# Porto Seguro's Safe Driver Prediction - 최종 모델 구축

Random Forest와 LightGBM을 하이퍼파라미터 튜닝하여, 둘 중 더 우수한 결과가 나온 모델을 최종 모델로 사용함.

## Load libraries & data

In [7]:
import numpy as np
import pandas as pd
pd.set_option('display.max_columns',100)
from numba import jit

from hyperopt import hp, tpe
from hyperopt.fmin import fmin

from sklearn.model_selection import cross_val_score, StratifiedKFold
from sklearn.ensemble import RandomForestClassifier
from sklearn.metrics import make_scorer, accuracy_score

import xgboost as xgb

import lightgbm as lgbm

In [8]:
df = pd.read_csv("train.csv")

X = df.drop(['id','target'],axis=1)
y = df['target']

모델 평가 지표인 Normalized Gini Coefficient를 계산하는 함수는 아래와 같음.

In [9]:
def gini(true, pred):
    g = np.asarray(np.c_[true,pred,np.arange(len(true))], dtype=np.float)
    g = g[np.lexsort((g[:,2], -1*g[:,1]))]
    gs = g[:,0].cumsum().sum() / g[:,0].sum()
    gs -= (len(true) + 1) / 2.
    return gs / len(true)
        
def gini_xgb(pred, true):
        true = true.get_label()
        return 'gini', -1.0 * gini(true,pred) / gini(true, true)
def gini_lgb(true, pred):
        score = gini(true, pred) / gini(true, true)
        return 'gini',score,True
def gini_sklearn(true,pred):
        return gini(true,pred) / gini(true,true)
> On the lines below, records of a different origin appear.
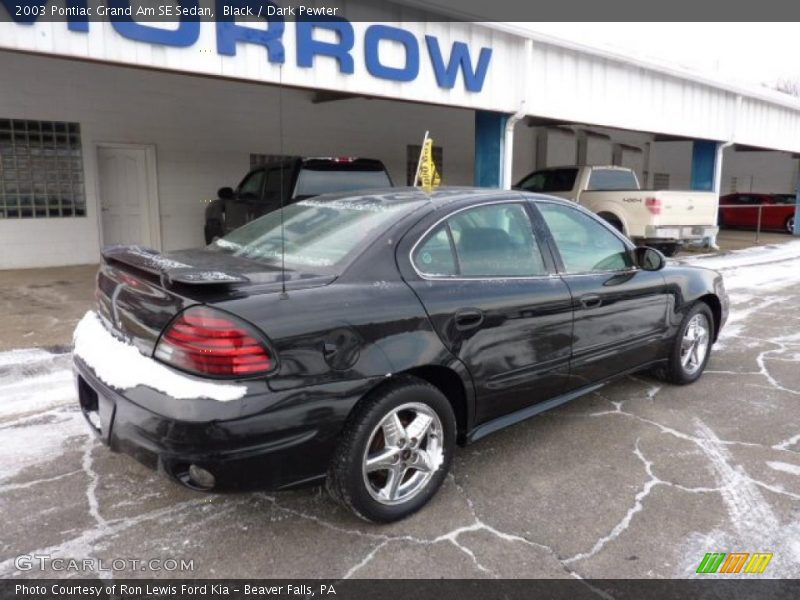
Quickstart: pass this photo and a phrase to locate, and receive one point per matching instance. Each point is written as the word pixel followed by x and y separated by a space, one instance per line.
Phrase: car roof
pixel 440 197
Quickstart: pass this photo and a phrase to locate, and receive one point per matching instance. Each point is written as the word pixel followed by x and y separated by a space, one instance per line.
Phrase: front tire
pixel 692 346
pixel 394 452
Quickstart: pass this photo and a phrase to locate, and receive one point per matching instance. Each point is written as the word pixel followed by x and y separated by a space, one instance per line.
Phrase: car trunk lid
pixel 139 291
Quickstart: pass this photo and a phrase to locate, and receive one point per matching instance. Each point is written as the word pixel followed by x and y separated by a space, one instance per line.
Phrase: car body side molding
pixel 481 431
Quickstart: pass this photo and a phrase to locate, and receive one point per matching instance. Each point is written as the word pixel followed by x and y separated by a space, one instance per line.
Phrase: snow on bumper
pixel 122 366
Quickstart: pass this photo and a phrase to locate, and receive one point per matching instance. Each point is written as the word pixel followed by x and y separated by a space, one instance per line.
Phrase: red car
pixel 777 212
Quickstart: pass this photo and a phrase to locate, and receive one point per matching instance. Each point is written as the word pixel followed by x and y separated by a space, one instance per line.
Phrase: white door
pixel 125 182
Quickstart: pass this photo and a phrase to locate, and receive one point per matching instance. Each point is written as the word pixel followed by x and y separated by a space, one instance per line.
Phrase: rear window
pixel 612 179
pixel 551 180
pixel 323 177
pixel 319 235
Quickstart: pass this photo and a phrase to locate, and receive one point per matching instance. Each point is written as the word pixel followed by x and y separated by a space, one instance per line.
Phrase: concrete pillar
pixel 490 130
pixel 581 147
pixel 797 205
pixel 704 160
pixel 541 148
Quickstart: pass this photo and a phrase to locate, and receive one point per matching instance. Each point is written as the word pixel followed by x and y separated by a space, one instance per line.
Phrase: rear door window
pixel 494 241
pixel 251 185
pixel 585 244
pixel 612 179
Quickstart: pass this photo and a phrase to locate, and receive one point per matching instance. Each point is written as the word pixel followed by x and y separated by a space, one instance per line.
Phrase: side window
pixel 251 185
pixel 435 255
pixel 585 245
pixel 495 241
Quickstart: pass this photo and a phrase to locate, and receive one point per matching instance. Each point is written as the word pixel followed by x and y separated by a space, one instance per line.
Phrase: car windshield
pixel 313 182
pixel 318 234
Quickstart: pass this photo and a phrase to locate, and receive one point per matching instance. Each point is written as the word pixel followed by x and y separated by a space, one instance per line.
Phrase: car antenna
pixel 280 187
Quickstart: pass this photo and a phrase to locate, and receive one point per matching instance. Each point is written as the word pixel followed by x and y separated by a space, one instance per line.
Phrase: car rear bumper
pixel 679 233
pixel 286 445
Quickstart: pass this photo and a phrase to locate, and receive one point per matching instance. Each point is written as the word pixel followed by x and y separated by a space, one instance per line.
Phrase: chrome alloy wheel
pixel 694 345
pixel 403 453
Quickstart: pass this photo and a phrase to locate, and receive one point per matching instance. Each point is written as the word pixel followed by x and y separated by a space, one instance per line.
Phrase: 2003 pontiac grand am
pixel 375 334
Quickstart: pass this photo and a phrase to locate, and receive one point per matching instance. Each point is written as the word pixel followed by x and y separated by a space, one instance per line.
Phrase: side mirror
pixel 648 259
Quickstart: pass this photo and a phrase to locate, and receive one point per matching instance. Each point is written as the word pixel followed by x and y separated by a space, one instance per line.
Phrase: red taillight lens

gini_scorer = make_scorer(gini_sklearn, greater_is_better=True, needs_proba=True)

# Tuning Random Forest

- Hyperop를 사용해서 랜덤 포레스트 튜닝 진행

아래 하이퍼파라미터를 튜닝하는 것이 중요 :
- Number of trees (n_estimators)
- Tree complexity (max_depth)

In [17]:
def objective(params):
    params = {'n_estimators': int(params['n_estimators']),
             'max_depth': int(params['max_depth'])}
    clf = RandomForestClassifier(class_weight='balanced',**params)
    score = cross_val_score(clf, X, Y, scoring=gini_scorer, cv=StratifiedKFold()).mean()
    print("Gini {:.3f} params {}" .format(score,params))
    return score

space = {
    'n_estimators': hp.quniform('n_estimators',25,500,25), #hp.quniform(label, low, high, q): Returns a value like round(uniform(low, high) / q) * q
    'max_depth': hp.quniform('max_depth',1,10,1)
}

best = fmin(fn = objective, space = space, algo = tpe.suggest, max_evals=10)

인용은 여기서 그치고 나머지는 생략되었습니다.